All that aside, Reiden steps into the top job with the unenviable task of following up a Stanley Cup victory. The good news is that he’ll again have many of the same pieces with which to work, including a few new toys at his disposal.

His top-six should remain largely the same next season, with the likes of Alex Ovechkin, Nicklas Backstrom and Evgeny Kuznetsov as the featured players, but the emergence of youngsters such as Jakub Vrana and Chandler Stephenson will give Reirden some additional options up front, particularly as they grow into their roles. Likewise, a bounce back season from Andre Burakovsky, who shone at times even if the numbers weren’t there, could pay big dividends up front for Reirden in his first campaign as coach.

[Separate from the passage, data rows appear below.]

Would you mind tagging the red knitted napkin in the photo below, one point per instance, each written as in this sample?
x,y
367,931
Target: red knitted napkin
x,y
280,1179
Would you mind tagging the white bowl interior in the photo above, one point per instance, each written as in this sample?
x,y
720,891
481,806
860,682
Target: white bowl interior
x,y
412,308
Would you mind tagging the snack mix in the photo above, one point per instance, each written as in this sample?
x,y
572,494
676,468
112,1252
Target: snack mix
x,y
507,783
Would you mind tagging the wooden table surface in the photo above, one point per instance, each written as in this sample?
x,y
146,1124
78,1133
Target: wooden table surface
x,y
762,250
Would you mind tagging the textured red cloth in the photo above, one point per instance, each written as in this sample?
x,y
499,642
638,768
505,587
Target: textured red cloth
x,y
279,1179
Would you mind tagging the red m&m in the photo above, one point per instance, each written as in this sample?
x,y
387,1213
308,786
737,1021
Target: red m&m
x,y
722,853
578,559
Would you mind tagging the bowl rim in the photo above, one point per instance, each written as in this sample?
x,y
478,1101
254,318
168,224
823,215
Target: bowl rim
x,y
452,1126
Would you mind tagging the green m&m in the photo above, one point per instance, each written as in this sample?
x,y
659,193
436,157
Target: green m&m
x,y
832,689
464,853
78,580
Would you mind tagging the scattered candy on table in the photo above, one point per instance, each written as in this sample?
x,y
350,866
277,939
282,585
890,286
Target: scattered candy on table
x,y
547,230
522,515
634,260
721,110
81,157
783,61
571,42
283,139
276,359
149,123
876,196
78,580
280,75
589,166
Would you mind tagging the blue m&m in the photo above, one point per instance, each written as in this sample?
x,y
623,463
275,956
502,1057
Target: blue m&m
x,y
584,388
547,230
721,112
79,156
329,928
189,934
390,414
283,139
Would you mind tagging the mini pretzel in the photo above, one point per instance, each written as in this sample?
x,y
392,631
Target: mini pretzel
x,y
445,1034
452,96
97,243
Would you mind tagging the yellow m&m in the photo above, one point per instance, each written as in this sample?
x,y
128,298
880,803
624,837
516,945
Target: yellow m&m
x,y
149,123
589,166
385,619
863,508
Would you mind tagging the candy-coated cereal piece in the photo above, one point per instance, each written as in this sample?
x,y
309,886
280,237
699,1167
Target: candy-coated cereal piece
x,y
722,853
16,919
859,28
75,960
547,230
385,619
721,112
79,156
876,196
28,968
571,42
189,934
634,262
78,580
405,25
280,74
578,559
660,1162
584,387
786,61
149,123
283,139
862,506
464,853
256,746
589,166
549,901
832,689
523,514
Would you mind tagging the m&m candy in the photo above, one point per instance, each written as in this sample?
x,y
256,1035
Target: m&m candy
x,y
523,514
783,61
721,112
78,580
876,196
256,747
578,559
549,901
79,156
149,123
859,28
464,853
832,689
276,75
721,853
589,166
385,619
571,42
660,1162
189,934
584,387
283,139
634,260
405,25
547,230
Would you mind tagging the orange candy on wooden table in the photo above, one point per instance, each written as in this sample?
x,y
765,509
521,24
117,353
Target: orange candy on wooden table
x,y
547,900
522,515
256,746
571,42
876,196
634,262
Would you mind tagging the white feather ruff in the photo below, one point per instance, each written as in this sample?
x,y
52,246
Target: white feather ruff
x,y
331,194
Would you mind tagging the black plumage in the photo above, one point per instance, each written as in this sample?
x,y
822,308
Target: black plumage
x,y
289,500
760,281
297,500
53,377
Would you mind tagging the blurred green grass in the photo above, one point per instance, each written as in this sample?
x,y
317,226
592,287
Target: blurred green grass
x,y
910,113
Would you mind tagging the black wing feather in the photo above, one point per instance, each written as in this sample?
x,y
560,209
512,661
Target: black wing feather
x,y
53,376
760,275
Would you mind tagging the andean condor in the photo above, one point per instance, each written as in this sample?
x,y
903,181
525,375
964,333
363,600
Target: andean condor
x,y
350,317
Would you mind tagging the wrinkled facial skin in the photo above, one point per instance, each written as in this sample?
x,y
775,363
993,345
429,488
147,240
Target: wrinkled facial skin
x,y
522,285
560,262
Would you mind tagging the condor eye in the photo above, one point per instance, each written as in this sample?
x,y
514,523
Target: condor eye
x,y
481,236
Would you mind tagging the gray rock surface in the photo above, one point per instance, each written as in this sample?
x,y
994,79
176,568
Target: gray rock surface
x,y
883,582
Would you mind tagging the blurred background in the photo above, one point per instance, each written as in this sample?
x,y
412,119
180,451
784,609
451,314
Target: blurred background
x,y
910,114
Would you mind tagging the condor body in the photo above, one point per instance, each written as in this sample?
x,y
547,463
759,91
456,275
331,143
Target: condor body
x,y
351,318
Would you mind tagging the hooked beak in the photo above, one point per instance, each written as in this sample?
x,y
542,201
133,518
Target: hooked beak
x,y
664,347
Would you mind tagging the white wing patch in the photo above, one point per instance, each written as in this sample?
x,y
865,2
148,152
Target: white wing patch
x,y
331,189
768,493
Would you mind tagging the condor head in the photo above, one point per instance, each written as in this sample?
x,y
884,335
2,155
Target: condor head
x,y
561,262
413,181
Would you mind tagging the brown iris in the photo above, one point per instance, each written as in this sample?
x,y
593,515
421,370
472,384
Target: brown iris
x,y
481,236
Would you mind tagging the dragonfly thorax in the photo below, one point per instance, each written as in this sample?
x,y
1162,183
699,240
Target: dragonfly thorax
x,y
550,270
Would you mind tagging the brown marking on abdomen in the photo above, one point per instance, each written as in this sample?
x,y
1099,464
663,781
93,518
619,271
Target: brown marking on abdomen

On the blueline, too, chances are Reirden already knows exactly what he has and exactly how things will look for the Capitals. The pairings of Carlson and Kempny and Niskanen and Orlov are far from set in stone, but they give Reirden a strong top-four with which to work. Add in Christian Djoos and Madison Bowey and Reirden has himself a nice stable to coach up, with potential for one of his youngsters to earn a bigger role as the campaign carries on. And that his defenders will be shielding Braden Holtby, a Vezina Trophy winner and two-time finalist who is fresh off of a sound post-season performance, means small slips and stumbles under Reirden’s guidance early on shouldn’t be much concern. (That is unless Holtby reverts back to his regular season form, though it wouldn’t be too safe to count on that.)

None of this is to mention what the Capitals could do moving forward, be it adding up front or solidifying the blueline with a veteran presence. Because while the off-season has already been busy, from parades to draft day to taking care of their own free agent considerations, signing season is about to begin. With a minor signing here and a small tweak there, though, Reirden is going to step behind the bench of a Washington team that, while they won’t be considered the top-tier contenders, should have all the pieces in place to at least threaten as repeat champions.